Unabhängige Berufsrichter
Streitfälle dürfen nicht mehr von dubiosen Geheimgerichten hinter verschlossenen Türen geregelt werden. Stattdessen soll ein internationaler Hof mit erfahrenen und unabhängigen Berufsrichtern gegründet werden.
„Wenn wir nur die nationalen Gerichte nutzen, dann haben wir in Deutschland andere Kriterien bei Entscheidungen als in Rumänien oder Großbritannien“, begründete der wallonische Regierungschef Paul Magnette, der die Einigung tagelang aufgehalten hatte, sein Pochen auf eine ganz und gar neue Form der Handelsgerichtsbarkeit.
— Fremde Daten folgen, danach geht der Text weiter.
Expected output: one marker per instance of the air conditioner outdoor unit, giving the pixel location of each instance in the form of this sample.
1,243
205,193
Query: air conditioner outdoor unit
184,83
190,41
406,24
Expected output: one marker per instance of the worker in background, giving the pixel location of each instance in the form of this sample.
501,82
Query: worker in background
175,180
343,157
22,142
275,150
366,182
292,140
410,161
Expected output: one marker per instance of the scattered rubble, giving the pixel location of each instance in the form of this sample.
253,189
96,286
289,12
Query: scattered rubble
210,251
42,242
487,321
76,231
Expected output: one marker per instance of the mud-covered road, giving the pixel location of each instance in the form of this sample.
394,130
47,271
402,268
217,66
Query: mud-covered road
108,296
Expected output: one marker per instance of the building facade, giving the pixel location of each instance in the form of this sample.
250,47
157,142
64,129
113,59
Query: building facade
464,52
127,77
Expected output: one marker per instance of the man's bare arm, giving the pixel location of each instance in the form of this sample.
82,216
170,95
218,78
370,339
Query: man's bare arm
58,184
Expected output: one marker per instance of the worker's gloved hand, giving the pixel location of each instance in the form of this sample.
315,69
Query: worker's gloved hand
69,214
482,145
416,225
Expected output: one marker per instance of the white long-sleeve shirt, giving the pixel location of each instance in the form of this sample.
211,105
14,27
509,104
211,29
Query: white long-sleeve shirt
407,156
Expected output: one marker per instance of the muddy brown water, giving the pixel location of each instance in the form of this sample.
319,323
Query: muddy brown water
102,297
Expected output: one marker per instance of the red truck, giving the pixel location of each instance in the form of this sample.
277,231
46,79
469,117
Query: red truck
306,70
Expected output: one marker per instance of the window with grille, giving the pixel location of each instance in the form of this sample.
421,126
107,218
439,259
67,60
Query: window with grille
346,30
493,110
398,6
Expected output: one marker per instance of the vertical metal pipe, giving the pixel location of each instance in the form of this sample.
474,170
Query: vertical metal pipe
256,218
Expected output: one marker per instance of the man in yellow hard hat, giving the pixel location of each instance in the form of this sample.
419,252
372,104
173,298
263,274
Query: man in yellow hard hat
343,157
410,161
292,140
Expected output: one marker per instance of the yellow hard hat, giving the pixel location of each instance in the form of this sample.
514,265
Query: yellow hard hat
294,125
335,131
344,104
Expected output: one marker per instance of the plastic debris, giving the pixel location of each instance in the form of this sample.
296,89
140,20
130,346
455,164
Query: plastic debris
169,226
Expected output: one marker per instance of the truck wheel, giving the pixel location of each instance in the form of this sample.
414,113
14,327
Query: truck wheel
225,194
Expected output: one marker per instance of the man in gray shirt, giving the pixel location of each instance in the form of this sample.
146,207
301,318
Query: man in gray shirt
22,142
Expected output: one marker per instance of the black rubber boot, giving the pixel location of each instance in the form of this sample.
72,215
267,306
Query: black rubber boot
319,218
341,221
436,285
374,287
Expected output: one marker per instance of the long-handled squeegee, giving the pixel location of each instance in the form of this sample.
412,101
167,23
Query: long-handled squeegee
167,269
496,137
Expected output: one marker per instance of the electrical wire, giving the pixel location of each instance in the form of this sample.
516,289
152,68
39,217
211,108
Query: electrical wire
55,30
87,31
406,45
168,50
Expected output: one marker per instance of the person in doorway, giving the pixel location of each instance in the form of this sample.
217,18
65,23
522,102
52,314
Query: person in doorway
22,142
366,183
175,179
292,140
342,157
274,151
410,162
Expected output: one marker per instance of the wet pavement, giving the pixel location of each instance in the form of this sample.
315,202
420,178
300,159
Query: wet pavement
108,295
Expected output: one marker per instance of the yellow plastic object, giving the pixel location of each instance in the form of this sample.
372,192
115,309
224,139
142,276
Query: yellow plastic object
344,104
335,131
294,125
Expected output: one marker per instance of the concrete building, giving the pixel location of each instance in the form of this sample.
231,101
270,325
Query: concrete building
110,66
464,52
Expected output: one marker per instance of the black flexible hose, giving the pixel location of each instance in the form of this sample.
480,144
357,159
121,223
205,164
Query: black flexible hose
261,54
Als die kurze Zeremonie am gestrigen Sonntag um 14.02 Uhr abgeschlossen wurde, konnte Handelsministerin Freeland ihre Euphorie nicht mehr zurückhalten: „We did it (wir haben es geschafft)“, rief sie laut aus und durchbrach den feierlichen Rahmen. „Ende gut, alles“, meinte Juncker nach der Unterzeichnung. Zumindest schien es so. Dabei hatten sich offenbar beide Seiten darauf verständigt, die abgegriffene Redewendung vom „historischen Augenblick“ nicht zu verwenden. Zu groß sind die Hindernisse, die noch überwunden werden müssen. Denn am 1. Januar 2017 dürfen, eine entsprechende Mehrheit in der europäischen Volksvertretung sowie dem kanadischen Parlament vorausgesetzt, nur die Handelsvereinbarungen in Kraft treten. Alles andere muss warten, bis alle zuständigen Parlamente in der EU ebenfalls zugestimmt haben. Das kann dauern. Ein Jahr hat man sich Zeit gegeben.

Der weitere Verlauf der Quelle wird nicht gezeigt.